# Does Child Prodigy = Childish music? Not in my opinion



## caters

So yesterday I watched this video from Inside The Score about Mozart. In there he says something along the lines of this:



> Even when Mozart was older, he never lost his childish side in his music, possibly because he started composing at such a young age.


Here is the video for those wanting to listen to it:





This is kind of implying that any child prodigies compose childish music. I would only say that it holds true for Haydn and Mozart, who are very similar in their style and some people even describe the friendship between Haydn and Mozart as like a musical brotherhood. But it holds less true I think for Haydn than it does for Mozart, probably because Haydn lived into his 70s whereas Mozart died early at the age of 35.

I mean, just look at Beethoven. 








He composed pretty early on in his life. He started playing the violin at 4, just 1 year older than how old Mozart was when he started playing the harpsichord. But from early on, his music has sounded serious. Nothing at all like the childish side of Mozart. Even his very first piano sonata that he composed at the age of 25 is very serious sounding. For an earlier example listen to his first composition, 9 variations in C minor, composed at the age of 10. While you can clearly hear the Mozart influence in this set of variations, you can hear sudden dynamics and sudden tempo changes being used. You can also hear parallel major minor shifts(very last variation is in C major to give a picardy third to the piece(though it is rare for Beethoven to use picardy thirds outside of symphonies)), which are very commonly used by Beethoven.

These would become ingrained into Beethoven's style so much that hearing a piece by Beethoven that has none of the characteristics of his style such as his Flute Sonata in Bb is incredibly rare and the first time you listen to it you question "Is it really by Beethoven? Especially since the authorship is unknown, maybe it was actually Haydn who composed it and it was given to Beethoven?" Here are those 2 pieces and another very well known piece by Beethoven that definitely sounds serious:

Late piece that sounds serious: 




This was composed at 54 years old, just 2 years before he died.

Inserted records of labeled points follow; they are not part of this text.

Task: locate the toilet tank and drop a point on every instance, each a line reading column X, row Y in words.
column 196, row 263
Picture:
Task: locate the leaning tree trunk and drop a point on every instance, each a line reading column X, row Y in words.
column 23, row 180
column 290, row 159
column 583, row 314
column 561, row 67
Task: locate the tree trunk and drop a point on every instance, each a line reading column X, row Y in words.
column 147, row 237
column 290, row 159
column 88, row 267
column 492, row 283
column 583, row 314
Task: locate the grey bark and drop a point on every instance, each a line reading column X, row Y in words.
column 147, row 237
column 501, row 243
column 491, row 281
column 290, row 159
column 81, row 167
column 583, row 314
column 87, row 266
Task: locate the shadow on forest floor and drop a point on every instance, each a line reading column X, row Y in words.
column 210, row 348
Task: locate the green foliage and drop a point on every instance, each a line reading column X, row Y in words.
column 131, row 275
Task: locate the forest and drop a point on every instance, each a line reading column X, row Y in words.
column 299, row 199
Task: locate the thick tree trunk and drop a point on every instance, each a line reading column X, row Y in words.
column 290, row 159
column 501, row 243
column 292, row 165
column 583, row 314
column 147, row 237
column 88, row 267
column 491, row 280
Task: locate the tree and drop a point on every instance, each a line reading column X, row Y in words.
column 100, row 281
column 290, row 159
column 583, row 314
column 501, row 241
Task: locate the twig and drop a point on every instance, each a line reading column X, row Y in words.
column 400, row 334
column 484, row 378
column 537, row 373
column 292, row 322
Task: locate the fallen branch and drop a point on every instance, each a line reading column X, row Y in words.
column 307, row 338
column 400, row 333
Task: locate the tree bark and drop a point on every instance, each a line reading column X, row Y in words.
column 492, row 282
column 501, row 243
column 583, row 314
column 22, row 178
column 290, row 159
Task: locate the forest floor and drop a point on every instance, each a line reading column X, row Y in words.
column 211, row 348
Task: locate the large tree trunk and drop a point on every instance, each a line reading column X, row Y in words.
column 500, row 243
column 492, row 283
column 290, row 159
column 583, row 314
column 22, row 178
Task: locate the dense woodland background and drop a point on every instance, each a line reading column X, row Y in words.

Earliest piece by Beethoven: 




This was composed at the age of 10 years and you can already hear his angsty side this early on in his composer career.

Earliest piano sonata: 




This was composed when he was 25 years old.

And here is a Mozart piece composed around the same time as one of these Beethoven pieces to show that child prodigy ≠ childish music. It also happens to be in C minor, what is often called Beethoven's key(mainly because Beethoven's most dramatic works tend to be in C minor). 





You can clearly hear that Mozart's C minor pieces sound way less serious than Beethoven's C minor pieces, even at the forte arpeggios. So is it really fair to imply that child prodigies compose childish music in a video that is specifically about Mozart when Beethoven is such a great counterexample to that premise?


----------